The Midnight Kids, Sophiatown, 1954

Jürgen Schadeberg

Jürgen Schadeberg est parti très jeune de son Berlin natal pour l’Afrique du Sud, dans les années 1950, en pleine époque d’apartheid. Il rejoindra rapidement la brillante équipe de Drums, le grand magazine culturel sud-africain de la communauté noire, dont il allait devenir le très renommé directeur artistique.

C’est à Sophiatown, le quartier pauvre et violent de Johannesburg, qu’a émergé une extraordinaire scène musicale africaine donnant le ton du meilleur jazz de l’époque. Sur cette image, les Midnight Kids, un groupe vocal du quartier, donne un concert dans une petite salle. Et si la jeune fille, sagement habillée d’une jupe blanche et d’un corsage noir, semble plongée dans sa chanson, les couples de jeunes hommes en nœud papillon paraissent tout aussi sérieux et appliqués. Bien que ce groupe n’ait pas eu la notoriété d’une chanteuse comme Miriam Makeba ou Hugh Masekela, ces très jeunes chanteurs n’en évoquent pas moins le joyeux dynamisme d’une communauté en butte à une oppression redoutable.

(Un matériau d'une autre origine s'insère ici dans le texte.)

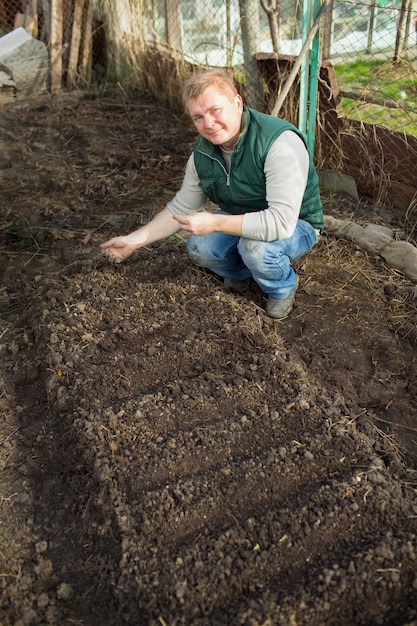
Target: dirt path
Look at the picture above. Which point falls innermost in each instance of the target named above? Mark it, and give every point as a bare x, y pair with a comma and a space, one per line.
169, 454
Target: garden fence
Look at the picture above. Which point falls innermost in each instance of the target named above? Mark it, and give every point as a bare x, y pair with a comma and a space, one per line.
371, 43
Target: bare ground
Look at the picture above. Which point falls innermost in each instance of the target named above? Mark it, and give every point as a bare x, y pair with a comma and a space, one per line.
169, 454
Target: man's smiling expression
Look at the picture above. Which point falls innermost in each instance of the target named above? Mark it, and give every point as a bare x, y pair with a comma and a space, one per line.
217, 116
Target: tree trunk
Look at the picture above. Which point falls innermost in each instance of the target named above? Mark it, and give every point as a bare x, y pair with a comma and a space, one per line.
249, 24
86, 60
174, 26
75, 43
56, 45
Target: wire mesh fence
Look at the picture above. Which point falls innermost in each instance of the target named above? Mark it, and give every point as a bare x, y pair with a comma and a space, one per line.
372, 44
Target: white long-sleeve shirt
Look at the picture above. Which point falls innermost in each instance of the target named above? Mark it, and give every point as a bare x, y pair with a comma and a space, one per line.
286, 172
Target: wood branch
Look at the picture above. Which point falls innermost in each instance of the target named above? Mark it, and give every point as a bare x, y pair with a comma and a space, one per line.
86, 60
75, 43
56, 45
361, 96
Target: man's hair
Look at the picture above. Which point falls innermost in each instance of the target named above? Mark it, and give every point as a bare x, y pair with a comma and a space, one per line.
195, 85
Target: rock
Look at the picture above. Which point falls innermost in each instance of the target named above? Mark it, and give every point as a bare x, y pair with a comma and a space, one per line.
26, 59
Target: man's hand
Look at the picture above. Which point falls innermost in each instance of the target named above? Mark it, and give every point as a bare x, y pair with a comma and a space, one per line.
205, 223
197, 223
118, 248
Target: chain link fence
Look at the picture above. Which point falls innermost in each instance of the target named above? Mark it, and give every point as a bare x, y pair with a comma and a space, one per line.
372, 44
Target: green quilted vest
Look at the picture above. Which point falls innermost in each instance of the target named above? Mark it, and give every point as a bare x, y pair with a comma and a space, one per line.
243, 190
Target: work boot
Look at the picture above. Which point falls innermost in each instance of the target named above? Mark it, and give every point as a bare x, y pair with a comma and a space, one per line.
237, 285
280, 308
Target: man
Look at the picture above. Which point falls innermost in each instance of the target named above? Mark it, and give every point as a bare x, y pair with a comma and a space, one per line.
257, 170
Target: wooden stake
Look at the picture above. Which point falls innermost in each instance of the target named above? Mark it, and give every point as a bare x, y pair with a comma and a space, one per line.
56, 45
86, 60
75, 43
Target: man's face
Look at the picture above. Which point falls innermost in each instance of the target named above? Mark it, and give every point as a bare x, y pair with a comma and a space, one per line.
217, 116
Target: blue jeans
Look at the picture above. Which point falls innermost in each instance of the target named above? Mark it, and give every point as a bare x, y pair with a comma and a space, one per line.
267, 262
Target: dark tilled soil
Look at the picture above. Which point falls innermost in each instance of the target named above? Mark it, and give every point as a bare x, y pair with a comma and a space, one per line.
169, 454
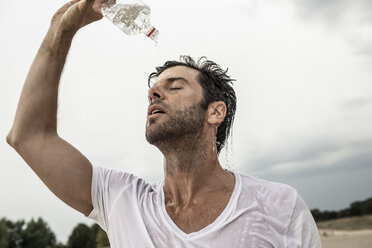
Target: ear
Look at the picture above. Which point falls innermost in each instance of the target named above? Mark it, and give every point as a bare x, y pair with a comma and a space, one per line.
216, 113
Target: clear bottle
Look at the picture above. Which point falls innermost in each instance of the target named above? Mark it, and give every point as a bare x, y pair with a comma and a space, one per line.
130, 16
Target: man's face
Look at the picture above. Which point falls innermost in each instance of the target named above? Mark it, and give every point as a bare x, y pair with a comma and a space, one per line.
174, 109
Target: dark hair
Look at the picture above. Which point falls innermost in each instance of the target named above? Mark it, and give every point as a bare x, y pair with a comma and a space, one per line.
216, 85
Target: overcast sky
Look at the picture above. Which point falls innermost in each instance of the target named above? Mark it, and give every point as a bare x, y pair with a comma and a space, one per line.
304, 90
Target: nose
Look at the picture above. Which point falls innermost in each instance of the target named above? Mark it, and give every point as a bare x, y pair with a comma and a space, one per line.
155, 93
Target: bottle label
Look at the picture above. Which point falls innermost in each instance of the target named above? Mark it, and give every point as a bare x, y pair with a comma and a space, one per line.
151, 32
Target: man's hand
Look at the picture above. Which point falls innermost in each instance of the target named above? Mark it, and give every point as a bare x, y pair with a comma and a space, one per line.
74, 15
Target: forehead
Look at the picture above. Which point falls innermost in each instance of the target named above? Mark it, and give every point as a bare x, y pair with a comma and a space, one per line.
187, 73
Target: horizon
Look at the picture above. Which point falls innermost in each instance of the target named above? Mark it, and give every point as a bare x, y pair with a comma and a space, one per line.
304, 95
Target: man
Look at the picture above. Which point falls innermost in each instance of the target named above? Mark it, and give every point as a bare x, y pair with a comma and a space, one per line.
198, 204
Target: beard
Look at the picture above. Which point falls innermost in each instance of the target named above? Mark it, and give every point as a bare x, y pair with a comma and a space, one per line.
180, 123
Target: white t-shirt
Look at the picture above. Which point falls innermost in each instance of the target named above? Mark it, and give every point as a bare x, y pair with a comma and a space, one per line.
259, 214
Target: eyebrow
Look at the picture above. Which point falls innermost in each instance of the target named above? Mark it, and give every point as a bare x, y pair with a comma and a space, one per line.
172, 79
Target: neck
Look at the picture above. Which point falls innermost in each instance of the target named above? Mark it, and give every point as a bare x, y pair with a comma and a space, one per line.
191, 169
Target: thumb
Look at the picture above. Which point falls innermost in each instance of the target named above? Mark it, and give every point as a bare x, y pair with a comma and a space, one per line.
85, 5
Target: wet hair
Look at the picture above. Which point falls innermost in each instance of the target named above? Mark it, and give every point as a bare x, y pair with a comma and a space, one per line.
216, 85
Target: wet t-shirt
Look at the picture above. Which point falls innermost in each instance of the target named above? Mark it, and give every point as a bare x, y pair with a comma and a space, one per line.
259, 214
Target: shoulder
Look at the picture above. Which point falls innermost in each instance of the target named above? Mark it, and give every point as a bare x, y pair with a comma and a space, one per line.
270, 200
268, 191
115, 181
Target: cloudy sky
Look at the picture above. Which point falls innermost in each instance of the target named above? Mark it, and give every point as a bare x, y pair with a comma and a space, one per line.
304, 89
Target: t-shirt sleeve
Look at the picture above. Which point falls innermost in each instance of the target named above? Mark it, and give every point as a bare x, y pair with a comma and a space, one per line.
302, 231
107, 185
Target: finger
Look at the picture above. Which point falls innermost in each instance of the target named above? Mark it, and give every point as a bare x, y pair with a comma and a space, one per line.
66, 6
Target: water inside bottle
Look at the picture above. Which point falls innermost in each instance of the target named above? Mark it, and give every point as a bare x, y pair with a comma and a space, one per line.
131, 19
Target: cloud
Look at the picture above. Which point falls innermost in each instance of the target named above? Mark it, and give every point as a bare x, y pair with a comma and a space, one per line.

Et c’est en cela que réside la force de cette photographie, qui montre que, malgré un environnement hostile, la vie peut être belle et joyeuse. Et également subversive, dans son aspect le plus positif – c’est-à-dire résistante car, comme le dit Roland Barthes, la photographie est subversive, non lorsqu’elle effraie, révulse ou même stigmatise, mais lorsqu’elle est pensive.